I do not know if the Venlafaxine is helping. My mood is predominantly low at the moment and the suicidal ideation is still around fairly often (which I guess could actually be the fault of the Venlafaxine – it has a reputation for increasing suicidal thoughts), so I suspect not, but then if I wasn’t on it would things be different? I wonder what her next move will be with this. She has upped my dose a few times to get to this point, but I suspect she won’t up it again.

I start day care tomorrow, attending Mondays, Wednesdays and Fridays for the next six weeks. I will be continuing with some of the groups that I attended as an inpatient and starting some new ones. I am looking forward to some of them, but apprehensive too.
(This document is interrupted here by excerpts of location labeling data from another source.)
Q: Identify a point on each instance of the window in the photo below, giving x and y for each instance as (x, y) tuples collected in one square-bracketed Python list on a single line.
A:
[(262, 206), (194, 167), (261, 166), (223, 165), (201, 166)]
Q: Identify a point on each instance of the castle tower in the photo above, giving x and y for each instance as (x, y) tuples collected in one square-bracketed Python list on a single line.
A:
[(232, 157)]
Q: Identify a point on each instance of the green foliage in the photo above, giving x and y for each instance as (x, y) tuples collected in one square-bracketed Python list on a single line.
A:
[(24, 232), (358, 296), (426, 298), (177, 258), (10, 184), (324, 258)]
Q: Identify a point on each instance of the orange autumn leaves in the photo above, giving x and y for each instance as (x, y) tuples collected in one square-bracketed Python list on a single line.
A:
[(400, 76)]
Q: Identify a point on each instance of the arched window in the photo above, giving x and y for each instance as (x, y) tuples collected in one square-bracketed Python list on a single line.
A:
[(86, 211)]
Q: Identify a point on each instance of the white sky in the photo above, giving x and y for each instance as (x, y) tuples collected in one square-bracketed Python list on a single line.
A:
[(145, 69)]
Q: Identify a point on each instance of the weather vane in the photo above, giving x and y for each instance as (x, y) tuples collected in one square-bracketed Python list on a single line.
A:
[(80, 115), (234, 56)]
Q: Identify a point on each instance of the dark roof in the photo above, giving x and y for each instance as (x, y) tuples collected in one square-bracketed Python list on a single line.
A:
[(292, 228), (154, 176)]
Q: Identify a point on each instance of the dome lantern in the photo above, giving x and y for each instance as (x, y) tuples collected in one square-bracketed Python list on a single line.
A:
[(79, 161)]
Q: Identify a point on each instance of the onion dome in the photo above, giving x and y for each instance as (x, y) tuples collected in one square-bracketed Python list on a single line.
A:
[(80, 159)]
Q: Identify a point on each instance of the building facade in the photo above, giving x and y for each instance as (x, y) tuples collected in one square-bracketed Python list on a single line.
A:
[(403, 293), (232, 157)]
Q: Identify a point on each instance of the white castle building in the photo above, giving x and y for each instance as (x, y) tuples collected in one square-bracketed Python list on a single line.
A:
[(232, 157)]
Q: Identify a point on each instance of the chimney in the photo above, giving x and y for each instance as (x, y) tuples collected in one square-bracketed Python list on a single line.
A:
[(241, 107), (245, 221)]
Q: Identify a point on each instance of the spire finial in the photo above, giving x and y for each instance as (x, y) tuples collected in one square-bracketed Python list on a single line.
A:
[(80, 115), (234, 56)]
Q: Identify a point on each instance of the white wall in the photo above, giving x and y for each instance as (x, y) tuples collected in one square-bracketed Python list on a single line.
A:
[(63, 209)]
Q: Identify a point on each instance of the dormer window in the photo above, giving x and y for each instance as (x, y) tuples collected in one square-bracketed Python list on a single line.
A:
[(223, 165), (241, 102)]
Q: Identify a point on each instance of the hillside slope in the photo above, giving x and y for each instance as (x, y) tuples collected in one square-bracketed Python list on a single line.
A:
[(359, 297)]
Therapy is hard work and often makes you feel worse, not better.

Tomorrow, I have group CBT and Expressive Therapy. I am still to be converted on the CBT front. I’m not sure CBT is all that helpful to me, but the group is quite good as there are two therapists, which ensures everyone gets some individual support. Expressive therapy is a bit like going to playgroup and is different every week. We may be painting, playing games, doing role plays, singing or whatever, but it’s usually quite fun. A bit of light relief for a Friday afternoon anyway.
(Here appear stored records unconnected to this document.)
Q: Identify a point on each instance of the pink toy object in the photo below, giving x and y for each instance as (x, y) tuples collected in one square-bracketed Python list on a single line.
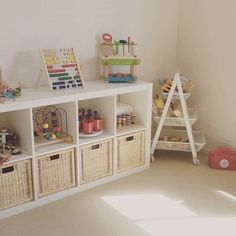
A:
[(222, 158)]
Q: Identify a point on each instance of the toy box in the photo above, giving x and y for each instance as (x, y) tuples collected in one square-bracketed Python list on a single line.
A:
[(222, 158)]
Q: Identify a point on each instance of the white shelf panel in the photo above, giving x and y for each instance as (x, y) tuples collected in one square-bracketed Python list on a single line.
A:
[(127, 129), (53, 148), (178, 121), (19, 157), (105, 135), (199, 141)]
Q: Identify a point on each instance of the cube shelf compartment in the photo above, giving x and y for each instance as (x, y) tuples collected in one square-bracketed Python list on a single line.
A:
[(56, 172), (130, 151), (65, 117), (15, 184), (19, 121), (105, 106), (95, 161)]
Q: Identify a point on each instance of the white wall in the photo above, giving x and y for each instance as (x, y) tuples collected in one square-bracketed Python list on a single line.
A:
[(28, 25), (206, 54)]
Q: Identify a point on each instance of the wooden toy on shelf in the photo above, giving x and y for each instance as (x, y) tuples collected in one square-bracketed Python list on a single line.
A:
[(8, 141), (6, 91), (90, 123), (48, 126), (62, 68), (111, 56)]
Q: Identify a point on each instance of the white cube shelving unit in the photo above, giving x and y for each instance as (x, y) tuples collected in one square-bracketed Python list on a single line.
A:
[(98, 95)]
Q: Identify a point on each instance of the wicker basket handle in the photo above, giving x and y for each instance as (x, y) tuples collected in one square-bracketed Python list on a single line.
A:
[(95, 147), (130, 138), (7, 169), (54, 157)]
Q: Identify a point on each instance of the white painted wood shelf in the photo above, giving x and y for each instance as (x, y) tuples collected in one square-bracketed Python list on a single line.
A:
[(98, 95)]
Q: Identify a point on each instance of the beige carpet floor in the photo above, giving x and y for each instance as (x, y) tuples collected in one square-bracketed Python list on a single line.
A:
[(174, 197)]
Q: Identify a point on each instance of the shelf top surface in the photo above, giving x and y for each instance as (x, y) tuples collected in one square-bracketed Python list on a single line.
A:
[(42, 96)]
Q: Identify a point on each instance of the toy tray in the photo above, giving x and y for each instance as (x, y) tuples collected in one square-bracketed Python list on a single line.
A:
[(176, 95), (94, 134), (178, 121)]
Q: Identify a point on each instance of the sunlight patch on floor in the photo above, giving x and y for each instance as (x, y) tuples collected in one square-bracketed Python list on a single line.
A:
[(147, 206), (159, 215), (228, 195), (193, 226)]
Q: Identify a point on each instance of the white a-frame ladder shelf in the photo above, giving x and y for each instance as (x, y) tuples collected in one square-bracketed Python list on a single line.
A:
[(176, 86)]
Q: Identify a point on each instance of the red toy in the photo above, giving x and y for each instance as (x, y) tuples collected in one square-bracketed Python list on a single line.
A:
[(222, 158)]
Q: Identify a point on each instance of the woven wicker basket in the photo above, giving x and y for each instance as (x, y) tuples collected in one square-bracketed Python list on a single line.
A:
[(15, 184), (130, 151), (56, 172), (95, 161)]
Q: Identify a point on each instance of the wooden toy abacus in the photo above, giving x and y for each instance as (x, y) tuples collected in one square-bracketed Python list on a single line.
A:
[(62, 68)]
It will be really good to see people again. I should get to see some of the people who were inpatients at the same time as me, as well as the day patients I’ve met in group. You find that you make close friends easily when you are in a hospital environment or group therapy situation. You learn things about people that you’d never share in the outside world and become intimate friends very quickly. The empathy between patients is something that’s hard to find elsewhere. The only other place I’ve really experienced it is in this blogging community. It’s not just between the general psychiatry patients (depression & anxiety) either. Even the addiction and eating disorder patients have that sense of shared experience and empathy. I do miss the fact I could just walk into the lounge and there would always be someone you could talk to that would really understand. I think so far, that is the hardest thing about being in the outside world.

Generally I think I should be safe over the next few days assuming my mood stays roughly like this. I’ve got a friend coming over this afternoon so that should be good. Although my bloke is out this evening I think I’ll be okay. It’s a bit weird being on my own after 4 weeks of almost constant supervision, but so far I’ve not been too worried. Tomorrow I am in day care, which I am looking forward to, although I’m a little worried about how I’ll feel when I go home after a day at the hospital. Therapy can be draining and it might leave me feeling weird without the safety net of the ward to go back to afterwards. The weekend brings visiting friends and bonfire night, so I should be suitably distracted throughout and Monday brings a return to day care and a review with my psychiatrist. I dread the review a little as I am terrible at getting my needs across, but I will try and prepare a little beforehand.

I’m not sure that “being safe” should be all I’m aiming for, but it is all it feels I can aim for at the moment. I guess I should be pleased that I can feel safe. It is an improvement. A couple of days ago I really didn’t think I’d be safe in this outside world and so far I have been. I am still uncertain though and still don’t trust myself completely. I think I do generally feel as if I may be existing for existence’s sake. That doesn’t make things easy. I get close to giving up more often than I probably should, but it is incredibly draining just going through life for, what feels like, the sake of it. I just have to keep telling myself it will be worth it. I just have to get through this period of crapness and hope for things to change. Not easy though.

Anyway, I have written enough for now. I will update on the weeks before my admission sometime soon, although I don’t really know where to start. It has been a crazy few months.